There is no denying this incorrigible optimist quality of sagacity, stamina, strength. The fate of Chargesheet is a foregone conclusion. He must put a stop to what some critics call ‘senile cinema’. But then he also suffers from pangs of obduracy. With all the basic elements that make films succeed missing from his productions, it is doubtful it will make a dent at the box office. There is no denying an originality of thought when he works on a story. The idea is invariably culled out of newspaper headlines that start to stink like any other perishable commodity by the time he completes a ‘quickie’. The script is ready even before the next dawn, complete with dialogue in English subsequently ‘literally’ translated (let grammars be damned). The same is the case with the lyrics. That’s the man’s unquestionable devotion to his work. The problem starts soon after with casting. With no other interest (invaluable traits in human life), he is rearing to go on the floors to keep his batteries charged. By the time this task gets completed with compromises, the original dumped as sour grapes, studio floors booked, filming gets underway in right earnest with the ‘evergreen actor’ calling the shots, himself hardly in front of the camera except for master shots.
Money somehow drops from the skies (he sold part of his residential complex; a small apartment, a cottage in Bengaluru, and lately the FSI of his prized Pali Hill theatre complex; reissue and satellite rights of films). Once much of the film is canned, with roles of every actor cut to less than the original size, the star gets into action. Solo. It is mostly own close-ups, interacting even with pillars, peeping out of almost every frame of the rough cut. So far so good. With no buyers in sight, the process of cutting and chopping gets underway because there is nothing else to keep the filmmaker preoccupied. It is now I, me, and myself. Everything else is damned. The film is ready for release. But there are no buyers. It is now back to the editing table to eliminate the rough edges. Any scene can begin or end anywhere. Logic is spurned with the undeserving disdain.
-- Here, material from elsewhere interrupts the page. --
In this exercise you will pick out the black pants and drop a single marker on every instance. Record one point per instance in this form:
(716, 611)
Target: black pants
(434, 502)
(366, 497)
Come September 27 and Chargesheet distributed by Warner Bros India will hit the screens, hopefully, across the globe. Lets hope, wish, pray it turns out to be what he has impatiently waited since the 1975 hit Des Perdes and Chargesheet is a swansong! Let the resonance of the cheer explode, as he wrote in the closing chapter of his autobiography Romancing with Life, “Into vibrations, echoing and reechoing everywhere, scattering themselves and mingling with the breeze that blew them into all directions…deafening applause that gave way to a melodious cheer comprising only two words: ‘DEV ANAND!’…And that one single moment became an eternity for me.”